那么大的个子却偏偏要缩起来,躲在妈妈的怀里。妈妈的厌恶会伤他的心,哪怕是一点害怕也不可以。
他看上去真的会因伤心而死去。
卡莱文第一次见到他成虫体态的孩子。在此之前,在他的印象里,那只小小的幼虫还是一只只会疯狂挥舞胸前细足的小东西。那些细细的足勾像是诱捕器一样时刻颤动着,吸引着它唯一所关注的,母亲的注意力。这是一个完全用来获取爱的器官,没有一点其他的用途;就如同虫族发育出来的,这具新的躯体。
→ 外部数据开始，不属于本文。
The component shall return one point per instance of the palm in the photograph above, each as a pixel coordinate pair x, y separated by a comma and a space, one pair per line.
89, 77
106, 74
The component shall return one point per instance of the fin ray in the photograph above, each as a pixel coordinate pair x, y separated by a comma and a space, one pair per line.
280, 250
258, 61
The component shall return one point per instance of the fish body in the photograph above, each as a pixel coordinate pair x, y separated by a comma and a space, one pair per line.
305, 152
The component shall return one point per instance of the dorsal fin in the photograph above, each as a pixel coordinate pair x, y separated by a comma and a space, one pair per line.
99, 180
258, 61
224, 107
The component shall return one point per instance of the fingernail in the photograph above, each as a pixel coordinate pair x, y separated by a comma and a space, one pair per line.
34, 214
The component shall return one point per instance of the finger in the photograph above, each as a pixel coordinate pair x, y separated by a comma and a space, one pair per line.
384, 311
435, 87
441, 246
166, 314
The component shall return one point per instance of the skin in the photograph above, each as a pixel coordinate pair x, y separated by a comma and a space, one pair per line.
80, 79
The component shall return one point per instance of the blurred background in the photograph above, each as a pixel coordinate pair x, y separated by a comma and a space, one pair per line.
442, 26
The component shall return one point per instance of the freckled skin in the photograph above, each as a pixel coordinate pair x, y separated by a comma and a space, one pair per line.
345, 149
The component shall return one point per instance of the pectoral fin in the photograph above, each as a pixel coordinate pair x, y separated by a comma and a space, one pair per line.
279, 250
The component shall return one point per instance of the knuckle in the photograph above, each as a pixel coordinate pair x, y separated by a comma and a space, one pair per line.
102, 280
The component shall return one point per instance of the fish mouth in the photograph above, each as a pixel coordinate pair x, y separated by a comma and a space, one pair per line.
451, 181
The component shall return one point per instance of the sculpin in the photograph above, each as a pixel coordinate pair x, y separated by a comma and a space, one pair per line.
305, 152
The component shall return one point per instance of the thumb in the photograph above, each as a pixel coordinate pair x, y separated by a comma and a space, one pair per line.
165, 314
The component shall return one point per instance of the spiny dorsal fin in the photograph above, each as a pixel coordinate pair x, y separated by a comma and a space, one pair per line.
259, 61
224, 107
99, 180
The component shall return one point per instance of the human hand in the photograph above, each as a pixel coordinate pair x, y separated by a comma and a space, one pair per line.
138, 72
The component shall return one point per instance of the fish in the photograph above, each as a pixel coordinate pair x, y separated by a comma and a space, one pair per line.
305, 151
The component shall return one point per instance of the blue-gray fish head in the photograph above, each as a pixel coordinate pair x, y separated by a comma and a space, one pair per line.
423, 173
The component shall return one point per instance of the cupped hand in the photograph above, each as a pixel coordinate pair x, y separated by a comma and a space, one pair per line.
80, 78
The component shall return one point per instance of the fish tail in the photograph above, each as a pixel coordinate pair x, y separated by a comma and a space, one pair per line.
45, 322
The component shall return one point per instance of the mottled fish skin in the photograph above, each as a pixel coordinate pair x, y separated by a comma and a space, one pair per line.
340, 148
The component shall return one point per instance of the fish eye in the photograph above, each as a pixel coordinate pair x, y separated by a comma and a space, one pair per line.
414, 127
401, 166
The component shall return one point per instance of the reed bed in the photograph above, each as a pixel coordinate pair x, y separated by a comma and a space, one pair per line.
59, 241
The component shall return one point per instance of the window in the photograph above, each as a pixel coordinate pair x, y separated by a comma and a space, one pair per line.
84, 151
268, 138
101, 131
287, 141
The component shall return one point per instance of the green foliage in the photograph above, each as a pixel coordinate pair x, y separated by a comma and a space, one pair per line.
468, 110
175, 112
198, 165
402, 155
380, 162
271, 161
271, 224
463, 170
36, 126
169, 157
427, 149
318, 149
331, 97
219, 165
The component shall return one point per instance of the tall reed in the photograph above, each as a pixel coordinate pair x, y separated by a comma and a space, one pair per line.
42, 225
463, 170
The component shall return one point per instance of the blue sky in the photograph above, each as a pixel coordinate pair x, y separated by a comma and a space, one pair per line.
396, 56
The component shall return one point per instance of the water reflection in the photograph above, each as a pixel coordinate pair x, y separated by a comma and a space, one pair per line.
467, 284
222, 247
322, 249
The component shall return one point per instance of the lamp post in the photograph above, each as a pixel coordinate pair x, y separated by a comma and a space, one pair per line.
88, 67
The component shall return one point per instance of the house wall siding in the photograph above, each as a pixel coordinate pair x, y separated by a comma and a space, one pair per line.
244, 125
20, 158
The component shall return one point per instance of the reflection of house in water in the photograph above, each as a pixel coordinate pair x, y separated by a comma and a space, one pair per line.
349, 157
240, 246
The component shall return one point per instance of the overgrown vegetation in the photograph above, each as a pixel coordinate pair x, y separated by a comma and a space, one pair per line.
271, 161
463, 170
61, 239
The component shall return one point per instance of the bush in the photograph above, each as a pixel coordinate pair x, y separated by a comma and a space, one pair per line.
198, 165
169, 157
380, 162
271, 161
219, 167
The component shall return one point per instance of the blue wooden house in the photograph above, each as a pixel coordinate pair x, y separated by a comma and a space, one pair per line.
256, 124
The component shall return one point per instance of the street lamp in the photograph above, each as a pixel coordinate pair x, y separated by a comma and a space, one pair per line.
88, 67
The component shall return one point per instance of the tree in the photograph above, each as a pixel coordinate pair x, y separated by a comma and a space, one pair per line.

妈妈,妈妈。它这样叫着。它发达的口器可以精细地发出各种模拟音色,并且在慢慢适应新器官的过程中,这种发音变得越来越熟练,甚至于有点可怕;重叠的杂音震颤在一起,十分恐怖,又充满怪异。
妈妈,妈妈。它十分胆怯地发出称呼。卡莱文如果不回应它,它就立刻变得痛苦不堪,想要死了一样蜷缩起来,要变成死掉的一团。
但卡莱文在他的脸颊上吻了一吻,这个吻无比温柔,伴随着轻轻睁开的眼睑。青年已经睁开他的眼睛。但他的孩子还是他的孩子,一个依靠着他,依偎着他的可怜孩子;虫族把头靠在他的胸前。他那么大,又那么强壮了,宽展的脊背,有力的小臂,但他还像是个几岁的幼儿,正受了惊。
卡莱文想到他的孩子确实只有一岁的。是了,好像一岁都不到...青年朦胧的意识里,根本没有在乎这个事实:一个一岁都不到的孩子根本不可能长有这种成年的身躯,这种成年的身躯也不可能拥有这种懵懂的神志。他只记得他的孩子年纪还很小,其他的统统都不重要了。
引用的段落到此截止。